Bored with chatting, sending text messages, and playing games
on your cellphone to pass the time? Try watching TV. Thousands
of cellphone owners in Europe and North America are doing
just that, using services that stream content to their
handsets over high-speed, packet-based cellular networks.
And millions more could soon join the fray with the launch
of an alternative television-broadcast technology.
This reporter tested the streamed service in Germany and viewed
a demonstration of the emerging broadcast service at the
CeBit 2005 trade show in Hannover, Germany, in March. The
verdict: if you're hooked on TV, both services are great
for watching news, sports, and quickly digestible entertainment
programs, while you're in transit. But watching an hour-long
TV program or a movie on a small screen is hard on the
eyes, not to mention the wallet if you're buying the video
stream from your mobile service provider.

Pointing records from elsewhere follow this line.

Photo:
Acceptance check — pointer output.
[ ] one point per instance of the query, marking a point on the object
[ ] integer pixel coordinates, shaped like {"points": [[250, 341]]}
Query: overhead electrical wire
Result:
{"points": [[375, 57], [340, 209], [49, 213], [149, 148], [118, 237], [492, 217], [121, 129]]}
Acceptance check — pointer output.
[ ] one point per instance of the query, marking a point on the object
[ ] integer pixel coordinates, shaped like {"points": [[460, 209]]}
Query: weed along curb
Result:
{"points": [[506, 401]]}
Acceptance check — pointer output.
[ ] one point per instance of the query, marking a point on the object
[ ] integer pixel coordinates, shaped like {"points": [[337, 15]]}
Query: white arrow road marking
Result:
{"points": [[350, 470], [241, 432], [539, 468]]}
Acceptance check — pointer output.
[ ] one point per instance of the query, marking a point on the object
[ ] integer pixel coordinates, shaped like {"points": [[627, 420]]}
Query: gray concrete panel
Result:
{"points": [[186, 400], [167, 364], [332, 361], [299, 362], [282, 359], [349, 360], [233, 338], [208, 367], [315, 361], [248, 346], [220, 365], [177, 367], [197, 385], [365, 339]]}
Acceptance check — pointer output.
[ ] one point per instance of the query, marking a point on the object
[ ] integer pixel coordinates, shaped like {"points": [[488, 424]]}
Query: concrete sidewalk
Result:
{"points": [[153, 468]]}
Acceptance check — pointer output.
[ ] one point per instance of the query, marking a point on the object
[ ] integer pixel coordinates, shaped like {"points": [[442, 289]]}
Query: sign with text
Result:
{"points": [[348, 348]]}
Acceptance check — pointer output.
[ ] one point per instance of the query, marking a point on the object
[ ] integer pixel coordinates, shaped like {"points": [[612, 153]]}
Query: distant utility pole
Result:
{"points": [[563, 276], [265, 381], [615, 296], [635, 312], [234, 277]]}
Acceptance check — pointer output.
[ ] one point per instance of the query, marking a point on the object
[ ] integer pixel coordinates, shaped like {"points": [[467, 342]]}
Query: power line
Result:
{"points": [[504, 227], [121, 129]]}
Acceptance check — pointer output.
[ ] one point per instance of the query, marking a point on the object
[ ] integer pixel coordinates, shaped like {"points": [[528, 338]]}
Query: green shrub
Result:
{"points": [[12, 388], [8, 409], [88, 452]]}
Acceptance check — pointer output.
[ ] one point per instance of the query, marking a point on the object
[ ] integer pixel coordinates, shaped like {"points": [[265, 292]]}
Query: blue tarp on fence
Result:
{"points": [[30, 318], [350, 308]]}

Numerous cellphone operators in Europe and North America are now
streaming mobile TV services over their new third-generation
(3G) mobile broadband networks. One of the first to roll
out the service is the German subsidiary in Dusseldorf
of Britain's Vodafone Group PLC, Europe's largest mobile-phone
company. After introducing it with a three-month free promotional
offer earlier this year, the operator now gives two free
hours and then charges 3 euros per hour as part of a monthly
mobile TV subscription fee, which, depending on the number
of minutes, ranges from 20 to 95 euros.
In North America, too, several cellphone companies now offer streamed
TV services over their high-speed networks, including Sprint
and Cingular Wireless, in the United States, and Rogers
Wireless and Bell Mobility, in Canada. And with an eye
to what it views as a potentially lucrative market, cellular
equipment manufacturer Qualcomm Inc., in San Diego, is
working on its own proprietary streaming technology, called
MediaFLO (forward link only). One of the key features of
this multicasting technology is that it requires about
half as many base stations as in a regular cellular network.
But just as streamed mobile TV services begin to spread, a
potential competitor is lurking in the wings. Broadcast
technology has one big technical advantage over streaming:
one TV tower can beam signals to thousands of handsets
simultaneously at far less cost than streaming technology,
which requires mobile providers to increase network capacity
in high-usage areas like train stations.